Landing page, about page

Transactional

Product comparison, case studies

Comparative

Feature matrix, teardown article

✍️ For example, if a user is searching “how to create a go-to-market checklist,” they probably want a skimmable, action-driven post—not a 2,000-word essay. Use headers, bullet points, and downloadable resources to meet that expectation.

4. Optimize for Humans First, Crawlers Second

Good SEO writing doesn’t feel like SEO writing. Here’s a simple rule I use:

If it sounds weird when you read it aloud, it probably sounds weird to your audience too.

Here’s how to optimize for humans:

  • Use natural language and active voice

  • Address your reader directly (“you”)

  • Prioritize clarity over jargon

  • Write headlines that spark curiosity, not keyword density

And here’s how to keep crawlers happy without sacrificing flow:

  • Place keywords in meta titles, headers (H1, H2), and URLs

  • Add internal links to other relevant pages on your site

  • Use descriptive alt text for images

  • Make sure your site loads quickly and is mobile-friendly

5. Follow a 5C Methodology to Ensure SEO Optimization

A people-first strategy doesn’t mean ignoring the technical side of SEO. In fact, the best product marketers apply a simple methodology to consistently create content that both ranks and resonates.

Here’s a framework I use in my writing workflow. And I call it 5C:

✏️ SEO Writing Methodology: The 5C Process

  1. Collect
    Use tools like Ahrefs, SEMrush, or Keywords Everywhere to gather:

    • Keyword volume and difficulty

    • Long-tail variations

    • Competitor headlines

  2. Clarify
    Ask:

    • What’s the core search intent?

    • Which stage of the buyer journey is this?

    • How can this topic tie to my product or value prop?

  3. Create
    While writing:

    • Use 1–2 primary keywords naturally in the first 100 words

    • Structure with H1, H2, and H3s for scannability

    • Include internal links to relevant product pages or other blog posts

  4. Check
    Use Surfer SEO, Clearscope, or even ChatGPT to:

    • Compare with SEO scoring

    • Identify underused keywords or headings

    • Evaluate readability and flow

  5. Convert
    End each piece with a clear call to action:

    • Download a checklist

    • Try a free demo

    • Book a strategy call

✅ Bonus Tip: Always preview your title and meta description using Google SERP Snippet Tools to ensure it fits and entices clicks.

6. Measure What Matters: Beyond Rankings

Traffic is a vanity metric if it doesn’t lead to qualified leads, product signups, or demo requests.

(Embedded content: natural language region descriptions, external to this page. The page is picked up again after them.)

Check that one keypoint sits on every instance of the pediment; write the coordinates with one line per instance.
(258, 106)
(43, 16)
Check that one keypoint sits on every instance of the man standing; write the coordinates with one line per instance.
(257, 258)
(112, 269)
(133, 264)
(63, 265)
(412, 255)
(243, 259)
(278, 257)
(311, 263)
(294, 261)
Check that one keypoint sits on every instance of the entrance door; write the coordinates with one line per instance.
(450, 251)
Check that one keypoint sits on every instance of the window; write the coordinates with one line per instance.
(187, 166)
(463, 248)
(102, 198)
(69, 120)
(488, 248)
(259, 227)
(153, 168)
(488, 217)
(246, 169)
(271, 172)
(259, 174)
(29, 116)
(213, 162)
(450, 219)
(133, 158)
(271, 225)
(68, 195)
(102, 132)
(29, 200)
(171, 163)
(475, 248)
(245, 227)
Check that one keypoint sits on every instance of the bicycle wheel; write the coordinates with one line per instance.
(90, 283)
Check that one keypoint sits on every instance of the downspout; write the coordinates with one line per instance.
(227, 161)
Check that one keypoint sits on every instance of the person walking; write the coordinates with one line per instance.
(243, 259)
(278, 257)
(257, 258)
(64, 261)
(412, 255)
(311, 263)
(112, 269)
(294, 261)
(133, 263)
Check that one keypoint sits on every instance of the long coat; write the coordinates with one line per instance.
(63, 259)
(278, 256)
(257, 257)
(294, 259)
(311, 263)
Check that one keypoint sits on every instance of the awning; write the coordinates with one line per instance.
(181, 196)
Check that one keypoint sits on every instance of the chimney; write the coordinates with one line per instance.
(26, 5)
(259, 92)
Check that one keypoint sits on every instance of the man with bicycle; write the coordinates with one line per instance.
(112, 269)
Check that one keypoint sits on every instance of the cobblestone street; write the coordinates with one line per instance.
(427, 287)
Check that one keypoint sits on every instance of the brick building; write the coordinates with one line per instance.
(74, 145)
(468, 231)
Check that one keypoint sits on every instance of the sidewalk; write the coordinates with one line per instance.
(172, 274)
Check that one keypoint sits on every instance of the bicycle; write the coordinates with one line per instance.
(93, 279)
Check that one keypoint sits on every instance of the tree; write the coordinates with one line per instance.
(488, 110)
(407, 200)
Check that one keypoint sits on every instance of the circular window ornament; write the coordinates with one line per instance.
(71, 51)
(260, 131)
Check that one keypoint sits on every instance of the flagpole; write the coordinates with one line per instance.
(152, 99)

Track metrics that align with your product marketing goals:

  • Engagement (time on page, scroll depth)

  • Conversion rate (downloads, sign-ups)

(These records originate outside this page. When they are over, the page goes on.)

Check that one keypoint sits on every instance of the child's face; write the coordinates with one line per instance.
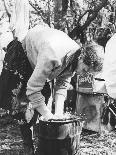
(82, 67)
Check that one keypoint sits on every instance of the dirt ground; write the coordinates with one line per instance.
(91, 143)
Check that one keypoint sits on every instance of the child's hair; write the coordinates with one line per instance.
(91, 57)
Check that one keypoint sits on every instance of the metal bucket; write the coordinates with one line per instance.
(60, 137)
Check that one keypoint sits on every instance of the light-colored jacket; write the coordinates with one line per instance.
(49, 51)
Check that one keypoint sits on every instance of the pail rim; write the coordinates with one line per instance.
(64, 120)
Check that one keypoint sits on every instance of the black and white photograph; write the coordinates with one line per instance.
(57, 77)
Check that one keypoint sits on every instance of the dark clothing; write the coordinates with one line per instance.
(13, 80)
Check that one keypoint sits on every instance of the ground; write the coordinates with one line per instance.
(91, 143)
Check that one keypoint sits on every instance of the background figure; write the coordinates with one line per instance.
(19, 23)
(109, 74)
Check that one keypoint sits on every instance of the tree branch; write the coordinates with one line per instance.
(7, 9)
(76, 32)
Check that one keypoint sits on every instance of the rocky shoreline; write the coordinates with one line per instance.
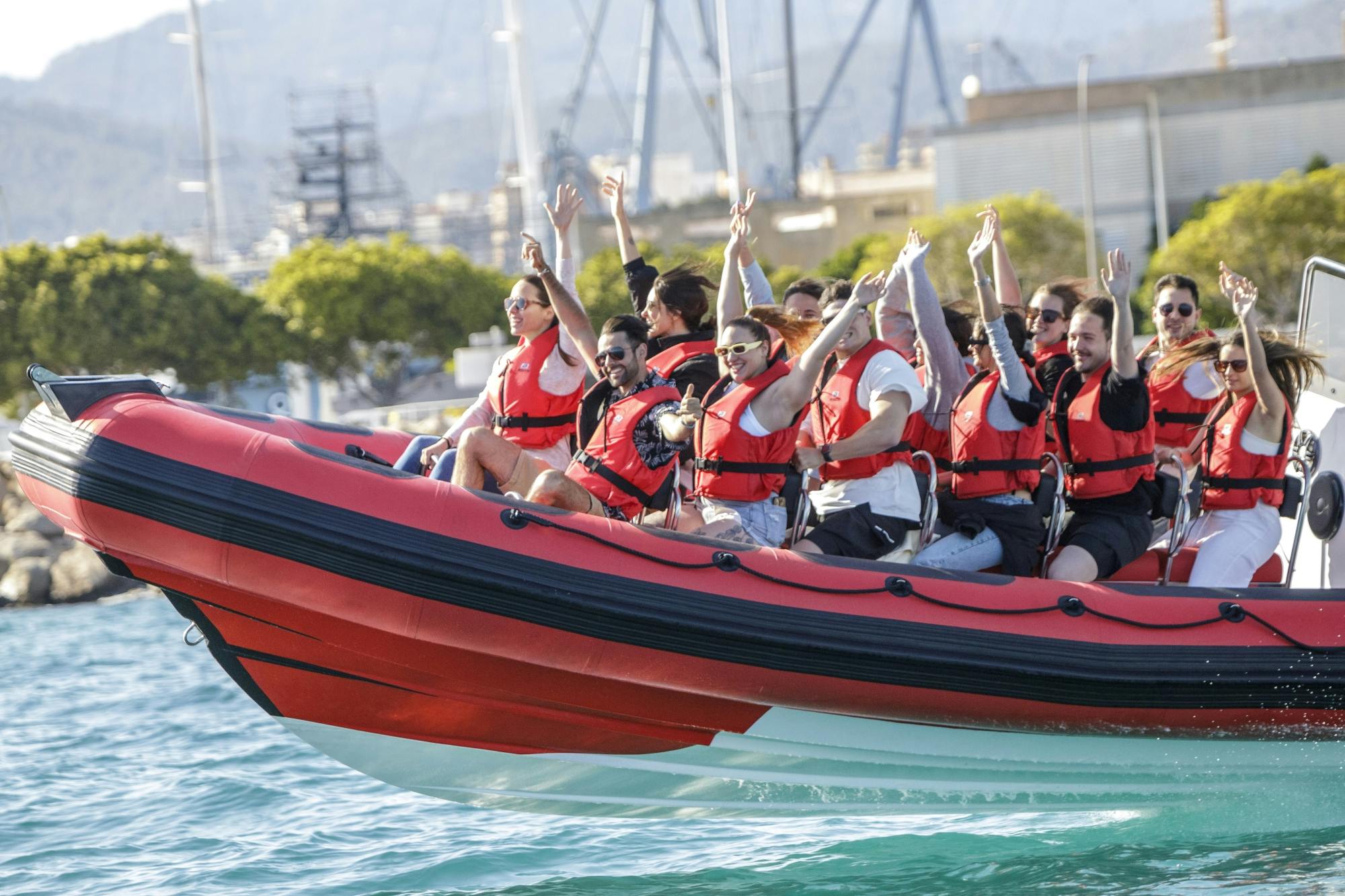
(40, 564)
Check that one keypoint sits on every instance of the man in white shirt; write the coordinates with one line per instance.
(870, 501)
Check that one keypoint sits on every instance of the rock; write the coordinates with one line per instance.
(11, 506)
(28, 581)
(24, 544)
(32, 520)
(79, 575)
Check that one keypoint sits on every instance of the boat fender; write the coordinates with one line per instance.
(1325, 505)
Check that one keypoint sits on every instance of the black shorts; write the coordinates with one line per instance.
(860, 533)
(1113, 540)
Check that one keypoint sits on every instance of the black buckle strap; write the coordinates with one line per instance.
(977, 464)
(722, 466)
(1164, 417)
(528, 421)
(1230, 483)
(1089, 467)
(603, 471)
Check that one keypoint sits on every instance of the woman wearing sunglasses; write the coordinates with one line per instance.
(747, 427)
(535, 389)
(1182, 400)
(1246, 450)
(997, 435)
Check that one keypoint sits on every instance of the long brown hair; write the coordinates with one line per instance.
(798, 334)
(1292, 366)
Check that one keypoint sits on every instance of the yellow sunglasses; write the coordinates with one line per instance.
(738, 349)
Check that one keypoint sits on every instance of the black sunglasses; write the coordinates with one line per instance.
(1184, 310)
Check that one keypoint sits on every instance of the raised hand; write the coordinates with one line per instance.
(983, 241)
(1238, 290)
(614, 188)
(1116, 276)
(568, 202)
(533, 253)
(691, 409)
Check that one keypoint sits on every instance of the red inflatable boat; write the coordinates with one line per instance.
(504, 654)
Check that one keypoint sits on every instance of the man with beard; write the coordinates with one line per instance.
(1106, 432)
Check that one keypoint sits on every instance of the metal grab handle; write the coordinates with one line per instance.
(1182, 516)
(1056, 525)
(930, 501)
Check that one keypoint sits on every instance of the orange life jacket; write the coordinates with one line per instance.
(1100, 460)
(732, 464)
(1178, 413)
(521, 411)
(988, 460)
(1235, 478)
(610, 467)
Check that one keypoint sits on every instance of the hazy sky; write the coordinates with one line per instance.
(33, 34)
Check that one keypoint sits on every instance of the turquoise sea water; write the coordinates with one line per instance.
(132, 764)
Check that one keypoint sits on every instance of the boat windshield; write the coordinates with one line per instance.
(1321, 323)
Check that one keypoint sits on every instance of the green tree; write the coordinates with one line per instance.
(106, 306)
(1264, 229)
(367, 309)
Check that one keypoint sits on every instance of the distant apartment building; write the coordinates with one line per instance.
(1159, 145)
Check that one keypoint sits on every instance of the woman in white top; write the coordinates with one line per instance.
(531, 315)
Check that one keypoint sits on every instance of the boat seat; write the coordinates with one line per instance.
(1149, 567)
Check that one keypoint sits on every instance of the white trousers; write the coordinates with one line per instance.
(1233, 545)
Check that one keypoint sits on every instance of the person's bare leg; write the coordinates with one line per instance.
(481, 451)
(556, 490)
(1074, 564)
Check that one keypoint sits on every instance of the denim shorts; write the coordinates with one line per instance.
(763, 520)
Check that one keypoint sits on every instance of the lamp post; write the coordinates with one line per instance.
(1086, 154)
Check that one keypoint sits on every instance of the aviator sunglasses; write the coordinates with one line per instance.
(520, 303)
(738, 349)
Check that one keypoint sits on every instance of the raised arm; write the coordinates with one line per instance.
(568, 309)
(615, 190)
(1242, 292)
(1116, 282)
(730, 302)
(1007, 279)
(1013, 378)
(781, 404)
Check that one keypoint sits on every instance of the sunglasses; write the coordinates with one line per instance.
(615, 353)
(1184, 310)
(738, 349)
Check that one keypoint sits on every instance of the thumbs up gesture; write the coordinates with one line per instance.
(691, 409)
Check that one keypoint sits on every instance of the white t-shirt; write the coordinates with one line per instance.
(892, 490)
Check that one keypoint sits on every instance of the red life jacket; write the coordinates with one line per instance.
(1054, 350)
(1101, 460)
(988, 460)
(837, 415)
(1178, 413)
(675, 357)
(730, 463)
(1237, 479)
(610, 467)
(921, 436)
(521, 411)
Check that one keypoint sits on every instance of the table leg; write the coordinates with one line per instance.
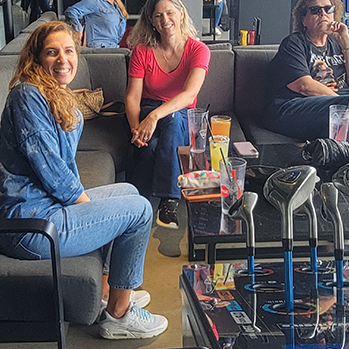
(210, 255)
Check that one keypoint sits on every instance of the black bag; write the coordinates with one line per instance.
(326, 154)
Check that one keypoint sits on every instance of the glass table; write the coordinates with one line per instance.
(224, 307)
(206, 225)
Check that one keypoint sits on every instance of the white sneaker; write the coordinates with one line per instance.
(141, 299)
(217, 31)
(136, 323)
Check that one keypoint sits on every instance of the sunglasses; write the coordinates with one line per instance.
(316, 10)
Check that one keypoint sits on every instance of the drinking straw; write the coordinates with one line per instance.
(208, 124)
(225, 165)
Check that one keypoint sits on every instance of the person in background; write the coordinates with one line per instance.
(104, 21)
(40, 131)
(167, 68)
(310, 71)
(218, 14)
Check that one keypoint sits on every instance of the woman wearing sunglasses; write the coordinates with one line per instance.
(309, 72)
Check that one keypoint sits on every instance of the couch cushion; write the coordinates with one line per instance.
(14, 47)
(119, 50)
(44, 18)
(108, 71)
(96, 168)
(7, 68)
(252, 93)
(111, 135)
(26, 289)
(217, 89)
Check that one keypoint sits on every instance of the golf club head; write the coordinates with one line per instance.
(341, 179)
(329, 195)
(288, 189)
(242, 209)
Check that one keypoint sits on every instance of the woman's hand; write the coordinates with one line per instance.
(339, 32)
(136, 140)
(144, 131)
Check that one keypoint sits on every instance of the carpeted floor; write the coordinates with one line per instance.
(167, 252)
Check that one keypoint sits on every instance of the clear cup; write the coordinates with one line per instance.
(339, 122)
(232, 173)
(220, 125)
(197, 122)
(216, 144)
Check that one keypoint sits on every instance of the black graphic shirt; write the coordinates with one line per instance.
(298, 57)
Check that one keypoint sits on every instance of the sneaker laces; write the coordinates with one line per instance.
(142, 314)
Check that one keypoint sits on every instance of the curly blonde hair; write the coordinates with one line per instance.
(122, 8)
(301, 8)
(29, 69)
(143, 31)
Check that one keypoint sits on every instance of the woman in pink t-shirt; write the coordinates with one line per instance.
(167, 68)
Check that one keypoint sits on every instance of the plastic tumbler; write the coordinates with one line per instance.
(216, 144)
(197, 135)
(220, 125)
(339, 121)
(232, 173)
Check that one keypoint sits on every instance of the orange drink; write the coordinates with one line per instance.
(220, 125)
(216, 144)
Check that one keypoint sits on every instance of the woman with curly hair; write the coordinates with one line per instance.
(40, 131)
(310, 71)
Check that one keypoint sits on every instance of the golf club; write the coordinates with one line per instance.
(330, 196)
(309, 209)
(341, 179)
(242, 209)
(287, 190)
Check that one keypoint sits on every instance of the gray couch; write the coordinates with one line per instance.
(235, 85)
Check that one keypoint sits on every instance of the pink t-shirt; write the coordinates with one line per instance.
(158, 84)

  • Bounce rate (are people sticking around?)

  • Click-through rate (CTR) from search results (are your titles and meta descriptions compelling?)

🧠 Think like a product marketer: What is the desired action for this page? How will you measure success?

7. Case Example: My SEO Writing Philosophy in Action

When I helped write the blog post “Story-Driven Decks: Techniques That Drive Real Action and Impact,” I didn’t start with SEO tools. I started with the human. I asked:

  • What do sustainability founders and investors want to learn?

  • What questions are they searching for?

  • What insights can I uniquely offer?

Then, I shaped the structure around common search queries like:

  • “How to make an impact investing pitch deck”

  • “Storytelling for early-stage fundraising”

  • “Investor pitch deck examples with social impact”

The result? A clear, useful, human-first post—SEO-optimized, but not SEO-driven.

Final Thought 💬

Search is still one of the most powerful ways to connect with your audience—but only when it’s grounded in human insight. SEO is not just a technical checklist. It’s a discovery strategy.

So before you plug in your keywords or open ChatGPT, take a step back. Ask:
What is my audience actually looking for—and how can I be the most helpful answer?

That’s SEO for people first, algorithms second.